Signs of a Field Ant Infestation
The good news is, Field Ants vastly prefer to build their nests outdoors. They very rarely invade and infest homes but there have been cases of ant infestations in basements, crawlspaces, and even between walls. Humans typically come into contact with Field Ants as the workers scavenge for food on patios or decks, but this activity is usually not a sign of a problem. All-black field ants can be mistaken for carpenter ants but they do not dig earthen tunnels or leave wood shavings behind.

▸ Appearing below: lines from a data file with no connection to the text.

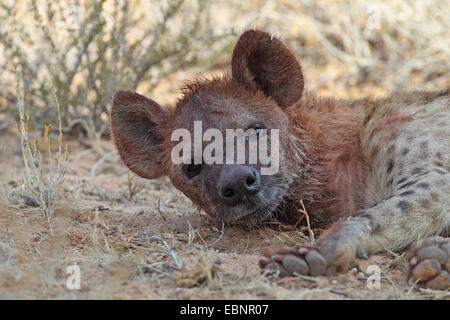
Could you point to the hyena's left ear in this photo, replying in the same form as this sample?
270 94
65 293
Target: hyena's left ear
262 62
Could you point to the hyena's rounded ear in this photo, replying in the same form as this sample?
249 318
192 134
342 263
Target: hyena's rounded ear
262 62
137 125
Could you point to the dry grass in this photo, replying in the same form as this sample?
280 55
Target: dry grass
134 238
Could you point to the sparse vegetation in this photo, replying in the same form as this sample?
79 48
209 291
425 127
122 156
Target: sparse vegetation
127 236
41 183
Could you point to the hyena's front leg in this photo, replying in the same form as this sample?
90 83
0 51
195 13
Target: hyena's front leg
418 209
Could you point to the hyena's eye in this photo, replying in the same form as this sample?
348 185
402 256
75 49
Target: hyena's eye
191 170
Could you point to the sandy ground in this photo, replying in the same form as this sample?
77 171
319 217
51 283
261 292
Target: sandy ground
108 234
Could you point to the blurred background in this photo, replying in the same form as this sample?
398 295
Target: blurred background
83 51
74 202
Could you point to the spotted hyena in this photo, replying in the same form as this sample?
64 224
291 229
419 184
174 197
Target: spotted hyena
376 172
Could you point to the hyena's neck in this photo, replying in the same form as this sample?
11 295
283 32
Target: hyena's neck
332 178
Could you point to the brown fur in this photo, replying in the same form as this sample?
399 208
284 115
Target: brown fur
377 171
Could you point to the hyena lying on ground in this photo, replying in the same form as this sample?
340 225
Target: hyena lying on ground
377 172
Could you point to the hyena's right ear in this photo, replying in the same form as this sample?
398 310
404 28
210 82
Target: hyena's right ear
138 126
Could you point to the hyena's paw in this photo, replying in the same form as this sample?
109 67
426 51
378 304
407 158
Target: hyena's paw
289 261
429 263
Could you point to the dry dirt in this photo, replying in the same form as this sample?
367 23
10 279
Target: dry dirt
108 235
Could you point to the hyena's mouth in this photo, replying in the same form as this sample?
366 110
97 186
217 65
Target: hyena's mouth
257 209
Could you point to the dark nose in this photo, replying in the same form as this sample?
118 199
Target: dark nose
236 182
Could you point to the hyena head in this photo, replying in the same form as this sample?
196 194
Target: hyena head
265 80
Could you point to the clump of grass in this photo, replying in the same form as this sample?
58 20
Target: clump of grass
42 179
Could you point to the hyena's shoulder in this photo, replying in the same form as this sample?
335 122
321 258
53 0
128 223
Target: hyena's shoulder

Nests are usually found on properties underneath stacks of wood, piles of debris, or in other areas that haven’t been maintained. The easiest way to prevent Field ant activity on your own property is to keep the ground clear of debris and check periodically for signs of anthills or ant nests. Because Field Ants are the largest group of ants they can be incredibly difficult to identify without professional help. Determining the right solutions and bait may take several applications by a professional exterminator to identify and isolate the problem.